The successful completion of a project usually depends on how stakeholders view it. Their requirements, expectations, perceptions, concerns and how you deal with the difficult ones will influence the project, shape what success looks like, and impact the outcomes.
Understanding the importance of stakeholders and planning proper stakeholder engagement are, therefore, vital requirements for professional project management.
If you can keep stakeholders on board, tracking their responses and engaging them throughout the process, your project is far more likely to succeed.
How can you move your project away from the ‘danger zone’?
The best way is the right technology.
Here’s why:
It helps manage engagements in the most logical fashion
As you will know, corporations are now expected to respond to a multitude of specific information requests from their stakeholders and need to meet increasingly stringent transparency and reliability requirements.
Fit-for-purpose software is one of the very best ways to keep a project on track from start to finish. Whilst project management software is indispensable and a CRM can help log transactional information as either sellers or buyers, a stakeholder engagement software tool helps with the ‘gaps’ between these two offerings.
For example, when a stakeholder is impacted by a project in a variety of roles they have or by multiple projects in multiple phases.
Stakeholder-specific software allows you to easily and accurately link stakeholder activities to multiple projects simultaneously, helping you draw up a picture of all the previous engagements they have had about the project across surveys, emails and calls.
This in-depth knowledge is invaluable in helping you to build the foundations of a positive relationship.
It helps you meet time constraints
Stakeholders have the ability to delay projects via regulatory, legal or public pressure. This can be a real issue when things aren’t done ‘to the book’.
When you manage a project, you need to ensure that you follow up on stakeholder concerns and commitments in a timely manner.
Various projects with various team members and stakeholders can lead to chaos (and failure) - even more so when using spreadsheets, CRM and word documents across your business.
To ensure you follow up, stick to just one system which can help remove any ambiguity in this area.
You can easily facilitate consistent stakeholder communication
Projects can fail because the managers, despite best intentions, fail to maintain consistency throughout the lifecycle of a project.
Staff changes, system changes, diverse and complex business changes can all get in the way of communication.

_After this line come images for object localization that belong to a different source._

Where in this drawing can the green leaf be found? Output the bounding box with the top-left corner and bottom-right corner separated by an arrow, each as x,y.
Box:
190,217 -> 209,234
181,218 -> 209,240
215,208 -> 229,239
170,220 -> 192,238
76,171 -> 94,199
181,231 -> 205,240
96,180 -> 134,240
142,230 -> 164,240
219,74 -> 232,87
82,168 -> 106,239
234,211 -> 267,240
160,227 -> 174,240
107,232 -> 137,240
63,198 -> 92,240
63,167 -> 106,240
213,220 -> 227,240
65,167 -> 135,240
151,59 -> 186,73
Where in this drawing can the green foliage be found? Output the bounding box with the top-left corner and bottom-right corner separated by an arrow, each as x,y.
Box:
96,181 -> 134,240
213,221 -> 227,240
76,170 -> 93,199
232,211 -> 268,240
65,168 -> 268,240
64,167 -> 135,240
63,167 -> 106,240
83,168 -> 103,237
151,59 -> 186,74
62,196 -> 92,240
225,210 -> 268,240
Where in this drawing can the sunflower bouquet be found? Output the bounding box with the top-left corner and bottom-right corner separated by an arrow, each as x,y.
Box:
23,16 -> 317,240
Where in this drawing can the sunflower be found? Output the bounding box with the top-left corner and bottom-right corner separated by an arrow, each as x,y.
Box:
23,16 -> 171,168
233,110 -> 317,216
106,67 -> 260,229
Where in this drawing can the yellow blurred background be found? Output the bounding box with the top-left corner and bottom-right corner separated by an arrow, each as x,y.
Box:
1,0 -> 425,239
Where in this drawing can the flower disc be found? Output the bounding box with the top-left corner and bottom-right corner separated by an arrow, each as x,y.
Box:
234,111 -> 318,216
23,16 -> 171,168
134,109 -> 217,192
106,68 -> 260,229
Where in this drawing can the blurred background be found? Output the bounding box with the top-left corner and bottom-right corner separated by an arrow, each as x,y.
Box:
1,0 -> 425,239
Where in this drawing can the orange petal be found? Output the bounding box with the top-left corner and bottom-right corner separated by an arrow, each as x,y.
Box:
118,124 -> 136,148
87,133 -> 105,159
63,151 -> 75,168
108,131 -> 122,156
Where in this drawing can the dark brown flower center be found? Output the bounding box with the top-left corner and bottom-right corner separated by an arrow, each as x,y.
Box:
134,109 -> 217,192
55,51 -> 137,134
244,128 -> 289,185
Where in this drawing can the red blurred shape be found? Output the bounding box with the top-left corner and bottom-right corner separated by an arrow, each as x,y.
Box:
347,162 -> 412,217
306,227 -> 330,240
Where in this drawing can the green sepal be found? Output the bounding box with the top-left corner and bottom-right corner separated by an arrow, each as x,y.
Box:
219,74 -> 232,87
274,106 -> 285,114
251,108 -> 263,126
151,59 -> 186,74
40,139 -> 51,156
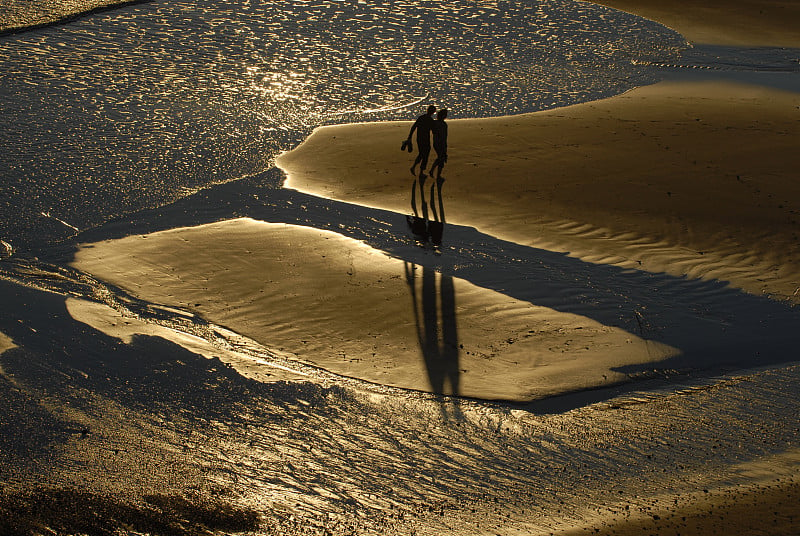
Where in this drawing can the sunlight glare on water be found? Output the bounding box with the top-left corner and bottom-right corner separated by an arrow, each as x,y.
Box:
0,0 -> 686,250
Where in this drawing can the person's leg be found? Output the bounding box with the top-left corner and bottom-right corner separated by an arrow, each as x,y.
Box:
418,144 -> 431,178
435,151 -> 446,179
410,153 -> 422,175
429,147 -> 441,175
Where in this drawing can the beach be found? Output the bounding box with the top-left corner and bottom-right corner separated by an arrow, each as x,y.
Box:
2,0 -> 800,534
275,0 -> 800,532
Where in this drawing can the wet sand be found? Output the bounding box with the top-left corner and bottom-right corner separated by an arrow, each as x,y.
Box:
57,0 -> 800,533
275,1 -> 800,533
0,0 -> 150,34
567,2 -> 800,534
73,218 -> 683,401
559,478 -> 800,536
554,447 -> 800,536
278,80 -> 800,304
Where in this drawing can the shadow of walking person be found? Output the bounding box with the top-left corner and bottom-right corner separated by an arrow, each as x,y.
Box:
404,262 -> 462,418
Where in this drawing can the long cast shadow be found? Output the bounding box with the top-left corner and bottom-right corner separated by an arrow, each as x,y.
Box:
402,176 -> 462,409
405,263 -> 460,401
22,168 -> 800,384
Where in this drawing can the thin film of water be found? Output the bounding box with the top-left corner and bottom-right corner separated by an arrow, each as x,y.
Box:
0,0 -> 686,251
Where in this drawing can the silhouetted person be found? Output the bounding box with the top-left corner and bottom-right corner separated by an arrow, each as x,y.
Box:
429,108 -> 448,180
407,104 -> 436,178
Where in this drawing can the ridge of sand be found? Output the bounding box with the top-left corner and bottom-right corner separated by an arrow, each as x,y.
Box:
72,219 -> 682,402
277,79 -> 800,304
592,0 -> 800,46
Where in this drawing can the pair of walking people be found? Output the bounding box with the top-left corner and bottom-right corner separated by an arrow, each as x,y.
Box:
406,104 -> 448,180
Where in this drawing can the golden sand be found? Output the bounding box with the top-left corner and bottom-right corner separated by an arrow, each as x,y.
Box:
592,0 -> 800,46
67,1 -> 800,532
278,80 -> 800,303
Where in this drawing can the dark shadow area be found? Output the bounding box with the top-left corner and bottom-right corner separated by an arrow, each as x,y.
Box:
0,278 -> 341,464
404,263 -> 460,403
0,373 -> 73,462
0,487 -> 259,536
0,280 -> 258,419
9,168 -> 798,405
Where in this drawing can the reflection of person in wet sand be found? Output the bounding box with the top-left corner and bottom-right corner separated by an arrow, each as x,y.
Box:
407,170 -> 446,247
427,172 -> 445,247
407,104 -> 436,179
407,177 -> 429,243
429,108 -> 448,180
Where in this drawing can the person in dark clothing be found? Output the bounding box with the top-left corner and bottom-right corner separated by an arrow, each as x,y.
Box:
429,108 -> 448,180
407,104 -> 436,178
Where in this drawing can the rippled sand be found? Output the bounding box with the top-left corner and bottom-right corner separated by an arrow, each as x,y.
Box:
3,270 -> 800,533
279,79 -> 800,303
592,0 -> 800,46
2,0 -> 800,534
70,219 -> 683,401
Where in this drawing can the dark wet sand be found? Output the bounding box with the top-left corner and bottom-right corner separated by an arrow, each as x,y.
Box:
559,477 -> 800,536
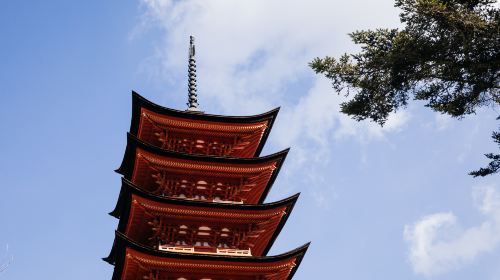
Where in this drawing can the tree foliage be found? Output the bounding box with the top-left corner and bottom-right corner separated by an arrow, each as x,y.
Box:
310,0 -> 499,176
469,121 -> 500,176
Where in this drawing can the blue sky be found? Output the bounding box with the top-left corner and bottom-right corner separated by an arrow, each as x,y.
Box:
0,1 -> 499,279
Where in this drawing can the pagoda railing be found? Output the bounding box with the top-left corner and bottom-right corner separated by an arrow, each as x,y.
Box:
171,196 -> 244,204
158,244 -> 252,256
216,248 -> 252,256
211,198 -> 244,204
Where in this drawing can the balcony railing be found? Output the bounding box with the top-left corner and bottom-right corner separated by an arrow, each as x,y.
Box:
158,245 -> 251,256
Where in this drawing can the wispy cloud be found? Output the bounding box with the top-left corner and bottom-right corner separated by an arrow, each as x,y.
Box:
138,1 -> 405,139
435,113 -> 453,131
136,0 -> 409,202
404,184 -> 500,277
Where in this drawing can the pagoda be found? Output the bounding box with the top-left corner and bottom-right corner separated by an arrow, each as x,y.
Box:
105,36 -> 309,280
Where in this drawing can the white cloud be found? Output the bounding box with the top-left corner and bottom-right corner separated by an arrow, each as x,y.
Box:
135,0 -> 410,200
335,109 -> 411,141
435,113 -> 453,131
404,185 -> 500,277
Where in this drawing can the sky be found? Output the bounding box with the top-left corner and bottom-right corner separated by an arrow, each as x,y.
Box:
0,1 -> 499,279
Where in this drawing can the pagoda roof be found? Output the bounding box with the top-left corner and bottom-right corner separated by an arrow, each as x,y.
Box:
104,231 -> 309,280
130,91 -> 279,157
116,133 -> 289,204
110,178 -> 299,256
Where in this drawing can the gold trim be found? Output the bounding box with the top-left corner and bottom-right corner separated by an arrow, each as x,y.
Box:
144,112 -> 268,133
135,199 -> 286,219
138,152 -> 277,174
128,254 -> 296,272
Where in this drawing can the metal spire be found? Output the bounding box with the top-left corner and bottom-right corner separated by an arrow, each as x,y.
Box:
186,36 -> 200,112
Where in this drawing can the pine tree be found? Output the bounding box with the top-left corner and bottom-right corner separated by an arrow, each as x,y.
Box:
311,0 -> 499,176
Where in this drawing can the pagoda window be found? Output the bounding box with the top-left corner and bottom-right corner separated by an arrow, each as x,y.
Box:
128,149 -> 280,204
152,125 -> 237,156
126,193 -> 290,256
145,116 -> 263,157
142,271 -> 159,280
150,171 -> 248,203
138,267 -> 276,280
149,219 -> 269,254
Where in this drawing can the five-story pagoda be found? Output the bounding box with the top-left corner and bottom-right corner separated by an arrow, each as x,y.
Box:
105,37 -> 309,280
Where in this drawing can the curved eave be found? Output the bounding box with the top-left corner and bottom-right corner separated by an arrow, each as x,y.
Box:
116,133 -> 289,203
104,231 -> 309,280
110,177 -> 299,256
110,177 -> 299,217
130,91 -> 280,156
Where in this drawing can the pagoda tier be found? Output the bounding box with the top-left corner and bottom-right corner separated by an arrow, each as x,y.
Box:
130,91 -> 279,158
109,178 -> 298,257
116,134 -> 288,204
105,232 -> 309,280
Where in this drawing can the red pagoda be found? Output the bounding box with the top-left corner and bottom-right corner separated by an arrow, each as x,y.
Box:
105,36 -> 309,280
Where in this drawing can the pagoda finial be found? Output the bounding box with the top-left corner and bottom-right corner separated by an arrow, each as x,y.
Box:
186,36 -> 200,112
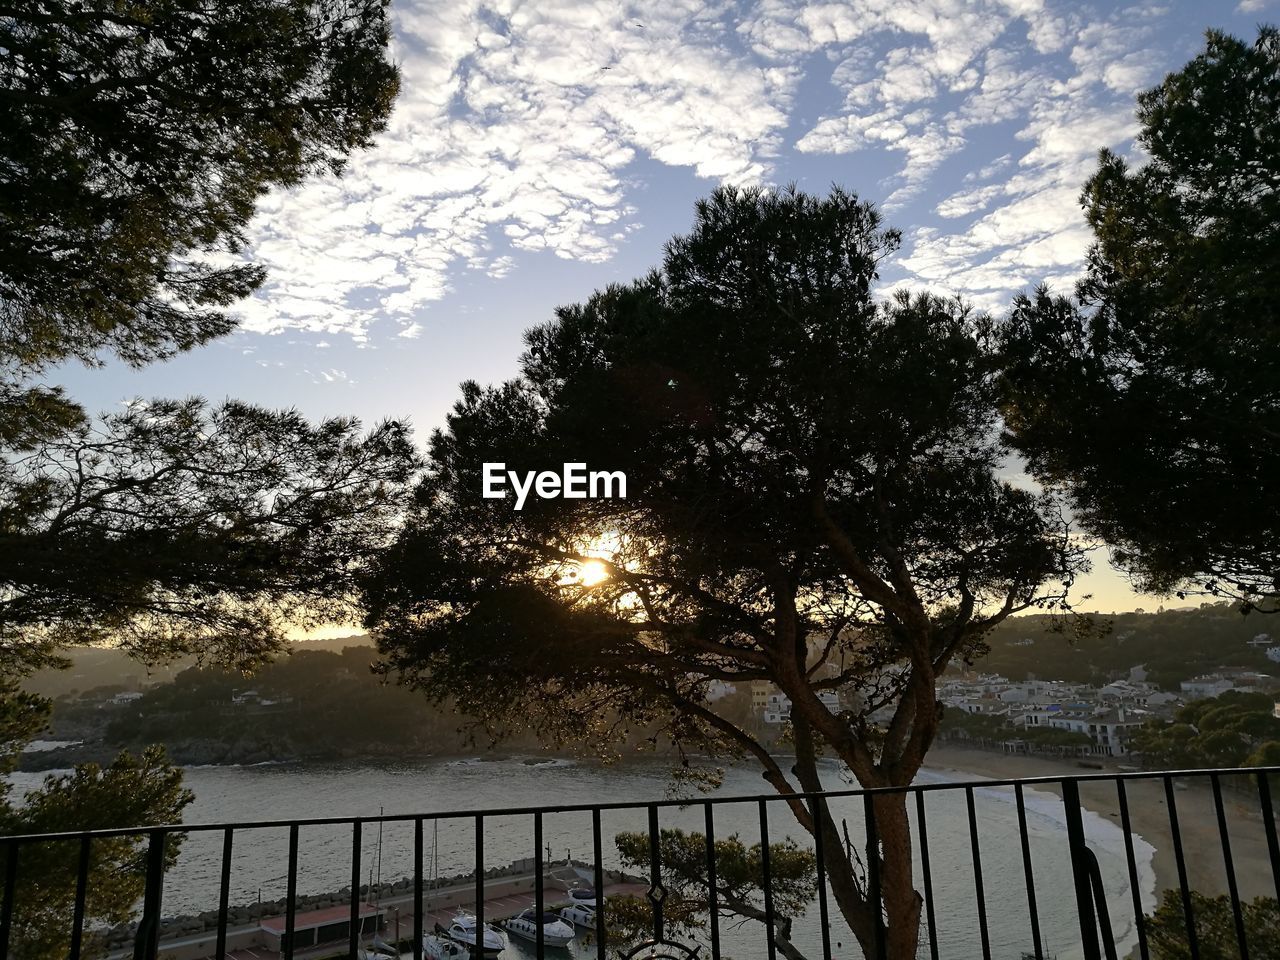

This means that if you aren’t very careful, stakeholders are left in the dark.
If you are unable to properly manage their concerns and adequately inform them of how projects will impact them, your project may launch but may never truly be adopted or understood.
At the same time, if you are unable to show transparency to individual stakeholders and regulators with a suitable history of your engagements and how you attempted to resolve concerns raised this could be very troubling.
Knowing who needs to be engaged, when and how will not only satisfy stakeholders but will also give you peace of mind. Facilitate your stakeholder communication on a recurring basis - it is NOT a one-off task to be done at the beginning and end of a project.
Again, picking the right stakeholder engagement software to manage these communications is a smart move that will see you reaping the benefits.